The Kingdom of Aragon (Aragonese: Reino d'Aragón, Catalan: Regne d'Aragó, Latin: Regnum Aragonum, Spanish: Reino de Aragón) was a medieval and early modern kingdom on the Iberian Peninsula, corresponding to the modern-day autonomous community of Aragon, in Spain. It should not be confused with the larger Crown of Aragon, that also included other territories - the Principality of Catalonia (which included the County of Barcelona and the other Catalan Counties), the Kingdom of Valencia, the Kingdom of Majorca, and other possessions that are now part of France, Italy, and Greece - that were also under the rule of the King of Aragon, but were administered separately from the Kingdom of Aragon.

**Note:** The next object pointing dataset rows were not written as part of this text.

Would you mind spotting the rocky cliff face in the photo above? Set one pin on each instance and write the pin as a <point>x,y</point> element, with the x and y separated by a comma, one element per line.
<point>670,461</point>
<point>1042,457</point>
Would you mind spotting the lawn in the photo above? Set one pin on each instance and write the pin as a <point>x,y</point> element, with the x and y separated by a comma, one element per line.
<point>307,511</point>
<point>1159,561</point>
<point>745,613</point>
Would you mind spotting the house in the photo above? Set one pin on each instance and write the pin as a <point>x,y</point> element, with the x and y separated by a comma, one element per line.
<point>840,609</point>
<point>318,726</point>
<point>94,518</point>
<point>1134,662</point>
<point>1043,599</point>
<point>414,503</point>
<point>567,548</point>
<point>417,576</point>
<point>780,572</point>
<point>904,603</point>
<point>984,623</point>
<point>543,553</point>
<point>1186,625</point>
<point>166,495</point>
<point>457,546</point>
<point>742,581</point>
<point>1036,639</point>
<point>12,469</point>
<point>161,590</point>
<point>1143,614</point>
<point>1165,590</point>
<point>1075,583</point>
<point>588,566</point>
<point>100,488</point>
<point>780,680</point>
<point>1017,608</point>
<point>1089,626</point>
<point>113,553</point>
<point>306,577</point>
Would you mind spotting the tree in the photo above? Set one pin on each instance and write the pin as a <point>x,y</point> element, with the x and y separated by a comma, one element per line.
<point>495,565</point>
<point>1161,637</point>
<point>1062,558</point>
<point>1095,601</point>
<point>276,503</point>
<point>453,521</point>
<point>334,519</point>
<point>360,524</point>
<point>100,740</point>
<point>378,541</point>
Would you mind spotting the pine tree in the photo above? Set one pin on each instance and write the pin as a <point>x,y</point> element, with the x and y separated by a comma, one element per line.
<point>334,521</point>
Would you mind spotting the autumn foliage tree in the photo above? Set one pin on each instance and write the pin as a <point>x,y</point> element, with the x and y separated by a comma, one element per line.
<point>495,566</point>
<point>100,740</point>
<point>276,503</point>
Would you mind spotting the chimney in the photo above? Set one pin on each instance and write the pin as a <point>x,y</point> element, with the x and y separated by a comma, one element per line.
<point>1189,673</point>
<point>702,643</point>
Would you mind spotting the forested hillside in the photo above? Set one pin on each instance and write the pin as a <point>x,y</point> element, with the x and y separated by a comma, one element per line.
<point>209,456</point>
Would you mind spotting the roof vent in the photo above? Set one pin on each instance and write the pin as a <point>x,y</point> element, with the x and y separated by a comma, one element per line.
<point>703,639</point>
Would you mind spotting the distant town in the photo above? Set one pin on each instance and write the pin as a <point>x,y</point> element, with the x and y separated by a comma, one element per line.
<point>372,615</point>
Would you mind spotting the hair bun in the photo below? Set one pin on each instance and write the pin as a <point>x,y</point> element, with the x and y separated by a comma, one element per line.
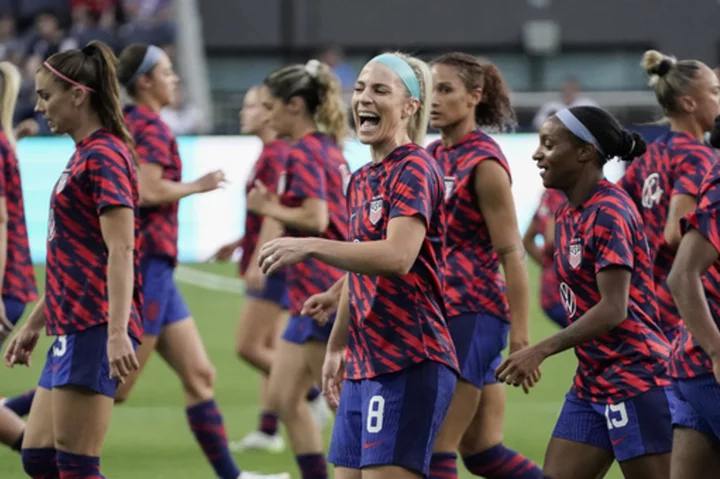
<point>312,68</point>
<point>633,146</point>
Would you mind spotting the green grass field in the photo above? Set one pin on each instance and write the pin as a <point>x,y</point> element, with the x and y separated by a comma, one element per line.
<point>149,437</point>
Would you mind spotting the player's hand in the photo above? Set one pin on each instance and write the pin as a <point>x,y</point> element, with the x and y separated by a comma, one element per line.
<point>282,252</point>
<point>210,181</point>
<point>521,368</point>
<point>320,307</point>
<point>333,372</point>
<point>21,346</point>
<point>121,356</point>
<point>254,278</point>
<point>258,197</point>
<point>226,251</point>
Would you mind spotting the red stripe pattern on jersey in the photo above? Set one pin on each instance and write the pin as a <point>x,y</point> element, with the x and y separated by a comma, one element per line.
<point>317,169</point>
<point>675,164</point>
<point>473,282</point>
<point>268,168</point>
<point>398,321</point>
<point>688,359</point>
<point>155,143</point>
<point>99,175</point>
<point>607,231</point>
<point>19,279</point>
<point>550,202</point>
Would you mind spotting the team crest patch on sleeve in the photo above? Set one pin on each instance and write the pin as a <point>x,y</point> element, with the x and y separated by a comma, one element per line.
<point>376,206</point>
<point>449,186</point>
<point>282,183</point>
<point>575,254</point>
<point>62,181</point>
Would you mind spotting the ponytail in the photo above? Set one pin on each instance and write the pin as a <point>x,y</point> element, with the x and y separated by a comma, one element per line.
<point>417,125</point>
<point>95,67</point>
<point>10,89</point>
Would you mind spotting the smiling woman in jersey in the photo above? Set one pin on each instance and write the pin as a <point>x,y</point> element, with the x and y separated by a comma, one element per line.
<point>619,406</point>
<point>390,336</point>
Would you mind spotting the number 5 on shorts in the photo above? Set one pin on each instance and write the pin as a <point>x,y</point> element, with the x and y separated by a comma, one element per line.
<point>376,408</point>
<point>619,418</point>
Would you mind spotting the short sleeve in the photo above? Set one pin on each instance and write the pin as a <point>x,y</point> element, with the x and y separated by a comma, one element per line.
<point>305,176</point>
<point>153,144</point>
<point>689,172</point>
<point>110,181</point>
<point>612,239</point>
<point>706,218</point>
<point>414,192</point>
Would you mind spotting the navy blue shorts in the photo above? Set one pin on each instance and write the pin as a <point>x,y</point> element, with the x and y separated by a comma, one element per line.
<point>637,427</point>
<point>274,291</point>
<point>301,329</point>
<point>697,405</point>
<point>479,342</point>
<point>163,303</point>
<point>557,315</point>
<point>392,419</point>
<point>80,359</point>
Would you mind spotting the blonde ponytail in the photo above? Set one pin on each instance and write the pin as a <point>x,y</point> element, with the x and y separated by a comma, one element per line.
<point>10,89</point>
<point>417,125</point>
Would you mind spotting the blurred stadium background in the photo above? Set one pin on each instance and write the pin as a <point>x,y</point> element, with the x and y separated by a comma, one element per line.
<point>551,52</point>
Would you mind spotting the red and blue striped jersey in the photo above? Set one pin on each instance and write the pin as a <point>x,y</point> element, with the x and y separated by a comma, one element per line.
<point>155,143</point>
<point>99,175</point>
<point>606,231</point>
<point>473,282</point>
<point>550,202</point>
<point>675,164</point>
<point>688,358</point>
<point>19,279</point>
<point>268,168</point>
<point>315,168</point>
<point>398,321</point>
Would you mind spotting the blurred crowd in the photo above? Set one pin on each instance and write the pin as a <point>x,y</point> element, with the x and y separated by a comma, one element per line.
<point>32,30</point>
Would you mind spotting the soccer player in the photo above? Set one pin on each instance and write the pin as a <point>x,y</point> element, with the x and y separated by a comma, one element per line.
<point>482,233</point>
<point>303,101</point>
<point>147,74</point>
<point>664,182</point>
<point>390,336</point>
<point>16,271</point>
<point>92,299</point>
<point>265,304</point>
<point>619,406</point>
<point>543,223</point>
<point>695,363</point>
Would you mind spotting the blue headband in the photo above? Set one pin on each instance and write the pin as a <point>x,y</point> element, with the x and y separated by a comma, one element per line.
<point>151,58</point>
<point>403,70</point>
<point>577,128</point>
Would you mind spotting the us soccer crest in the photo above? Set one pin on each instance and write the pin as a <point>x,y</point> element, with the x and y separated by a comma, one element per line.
<point>62,181</point>
<point>376,206</point>
<point>575,258</point>
<point>449,186</point>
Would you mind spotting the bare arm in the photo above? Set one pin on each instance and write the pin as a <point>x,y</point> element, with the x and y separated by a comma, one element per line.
<point>117,225</point>
<point>533,250</point>
<point>680,206</point>
<point>614,287</point>
<point>393,256</point>
<point>492,186</point>
<point>694,257</point>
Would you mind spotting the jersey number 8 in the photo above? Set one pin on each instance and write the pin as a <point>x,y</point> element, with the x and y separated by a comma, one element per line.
<point>376,408</point>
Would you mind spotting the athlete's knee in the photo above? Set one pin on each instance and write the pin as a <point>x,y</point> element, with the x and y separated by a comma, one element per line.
<point>200,380</point>
<point>40,463</point>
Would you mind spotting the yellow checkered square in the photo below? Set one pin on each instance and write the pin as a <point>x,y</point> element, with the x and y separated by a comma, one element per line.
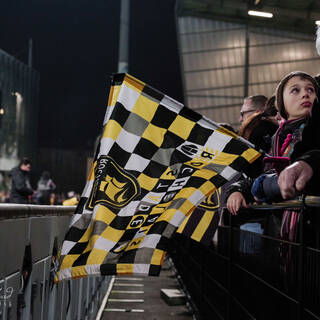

Aragon was originally a Carolingian feudal county around the city of Jaca, which in the first half of the 9th century became a vassal state of the kingdom of Pamplona (later Navarre), its own dynasty of counts ending without male heir in 922. The name Aragón is the same as that of the river Aragón, which flows by Jaca.
The Kingdom of Aragón gave the name to the Crown of Aragon, after the dynastic union in 1150 of the Queen of Aragon (Petronilla of Aragon) with a Count of Barcelona (Ramon Berenguer IV), their son inheriting all different territories in the House of Aragon and the House of Barcelona. The Kings of Aragon had also the title of Count of Barcelona and ruled territories that consisted of not only the present administrative region of Aragon but also Catalonia, and later the kingdoms of Majorca, Valencia, Sicily, Naples and Sardinia. The King of Aragón was the direct King of the Aragonese region, and held also the title of Count of Provence, Count of Barcelona, Lord of Montpellier, and Duke of Athens and Neopatria. Each of these titles gave him sovereignty over a certain region, and these titles changed as he lost and won territories. In the 14th century, his power was greatly restricted by the Union of Aragon.
The Crown of Aragon became a part of the Spanish monarchy after the dynastic union with Castile, which supposed the de facto unification of both kingdoms under a common monarch. After this happened, Aragon kept its own institutions, such as the Corts, until the Nueva Planta decrees, promulgated between 1707 and 1715 in the aftermath of the War of the Spanish Succession, finally put an end to it. The decrees ended the kingdoms of Aragon, Valencia and Mallorca and the Principality of Catalonia, and merged them with Castile to officially form the Spanish kingdom. A new Nueva Planta decree in 1711 restored some rights in Aragon, such as the Aragones Civil Right, but preserved the end of the political independence of the kingdom.